Let $ G $ be a semisimple (algebraic) Lie group. Do there always exist two finite order elements of $ G $ which generate a dense subgroup?
This is partially inspired by
https://mathoverflow.net/questions/59213/generating-finite-simple-groups-with-2-elements
which shows that every finite simple group is 2-generated. Indeed even every finite quasisimple group is 2-generated https://mathoverflow.net/questions/254164/is-every-finite-quasi-simple-group-generated-by-2-elements
Note that $ G=U_1 $ is not a counterexample because $ U_1 $ is not semisimple. The universal cover of $ SL_2(\mathbb{R}) $ is not a counterexample since it is not algebraic.
Example: $$ \frac{i}{\sqrt{2}}\begin{bmatrix} 1 & 1 \\ 1 & -1 \end{bmatrix} $$ and $$ \begin{bmatrix} \overline{\zeta_{16}} & 0 \\ 0 & \zeta_{16} \end{bmatrix} $$ generate a dense subgroup of $ SU_2 $.
Update: A lot of simple compact Lie groups have Lie primitive subgroups (not contained in any proper positive dimensional closed subgroups) which are finite simple groups (or at least quasisimple). Since quasi simple groups are 2-generated you can take $ a,b $ generators for the Lie primitive (quasi)simple group and then randomly pick a 3rd finite order element $ c $ and almost surely $ a,b,c $ will generate a dense subgroup of $ G $. Indeed if you pick a maximal Lie primitive subgroup $ \Gamma $, that is also (quasi)simple, then any choice of a finite order element $ c \not \in \Gamma $ is guaranteed to topologically generate $ G $. Papers like
https://arxiv.org/abs/math/0502080
list (quasi)simple finite subgroups of many simple Lie groups.

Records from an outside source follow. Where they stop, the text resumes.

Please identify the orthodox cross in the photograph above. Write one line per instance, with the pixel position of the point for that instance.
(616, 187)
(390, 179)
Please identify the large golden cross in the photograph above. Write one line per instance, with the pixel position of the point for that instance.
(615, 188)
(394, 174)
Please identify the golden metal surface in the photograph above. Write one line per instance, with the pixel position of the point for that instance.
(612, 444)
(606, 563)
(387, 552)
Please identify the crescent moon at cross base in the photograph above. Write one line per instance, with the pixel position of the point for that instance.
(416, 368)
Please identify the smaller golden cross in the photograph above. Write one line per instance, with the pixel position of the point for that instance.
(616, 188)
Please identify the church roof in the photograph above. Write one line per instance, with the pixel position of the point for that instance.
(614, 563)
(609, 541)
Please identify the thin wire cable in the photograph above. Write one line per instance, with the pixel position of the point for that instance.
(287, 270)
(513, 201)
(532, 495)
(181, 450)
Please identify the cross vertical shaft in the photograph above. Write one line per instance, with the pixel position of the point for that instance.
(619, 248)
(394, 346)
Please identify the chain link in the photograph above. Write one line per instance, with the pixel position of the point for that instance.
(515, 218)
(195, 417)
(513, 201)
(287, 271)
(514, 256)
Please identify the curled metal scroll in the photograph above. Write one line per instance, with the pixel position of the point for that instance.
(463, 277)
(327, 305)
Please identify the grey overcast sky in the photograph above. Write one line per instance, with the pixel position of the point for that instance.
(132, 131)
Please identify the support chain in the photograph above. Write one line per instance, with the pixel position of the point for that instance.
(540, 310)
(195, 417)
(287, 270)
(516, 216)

Here's a weaker result. It's apparently known that every finite-dimensional semisimple Lie algebra over $\mathbb{R}$ can be generated by two elements $X, Y$. It follows that a compact connected semisimple Lie group $G$ can be densely generated by two one-parameter subgroups $e^{tX}, e^{tY}$ (in the sense that $G$ is the closure of the subgroup generated by the images of the one-parameter subgroups).

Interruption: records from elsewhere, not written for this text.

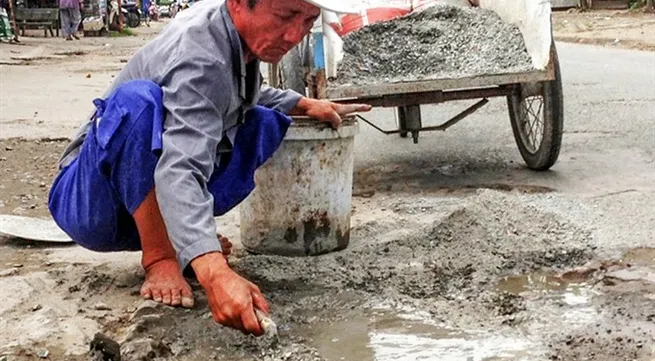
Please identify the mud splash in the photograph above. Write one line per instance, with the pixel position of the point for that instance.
(388, 335)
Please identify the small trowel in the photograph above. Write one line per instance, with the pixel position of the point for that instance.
(268, 325)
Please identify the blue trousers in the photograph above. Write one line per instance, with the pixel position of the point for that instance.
(93, 198)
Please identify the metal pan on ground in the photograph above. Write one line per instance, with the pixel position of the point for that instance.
(33, 229)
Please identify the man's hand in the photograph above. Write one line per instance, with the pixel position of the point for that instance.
(232, 298)
(327, 111)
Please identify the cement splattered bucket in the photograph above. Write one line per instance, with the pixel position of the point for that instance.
(302, 201)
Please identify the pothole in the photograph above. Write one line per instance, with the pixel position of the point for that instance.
(385, 335)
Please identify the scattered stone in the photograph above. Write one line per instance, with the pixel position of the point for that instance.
(147, 308)
(102, 307)
(104, 349)
(442, 41)
(8, 272)
(145, 349)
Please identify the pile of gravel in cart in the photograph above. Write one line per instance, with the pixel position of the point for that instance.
(442, 41)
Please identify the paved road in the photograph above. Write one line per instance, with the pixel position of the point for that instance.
(608, 145)
(605, 177)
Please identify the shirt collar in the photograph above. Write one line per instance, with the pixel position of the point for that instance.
(238, 57)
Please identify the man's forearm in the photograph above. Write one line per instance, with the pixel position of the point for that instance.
(301, 107)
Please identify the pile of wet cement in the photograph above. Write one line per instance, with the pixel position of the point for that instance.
(492, 234)
(442, 41)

Each of these are $S^1$ so contain a dense subgroup isomorphic to $\mathbb{Z}$.Edit: As Jason DeVito points out in the comments, this is incorrect but it can be salvaged: each one-parameter subgroup has closure a torus $T^n$ and we can find a copy of $\mathbb{Z}$ inside each one-parameter subgroup which remains dense in $T^n$. So:We know that the free group $F_2$ embeds into, say, the free product $C_2 \ast C_3$, so given a dense copy of $F_2$ we may be able to embed it into a dense copy of some free product $C_n \ast C_m$, but I don't see how at the moment.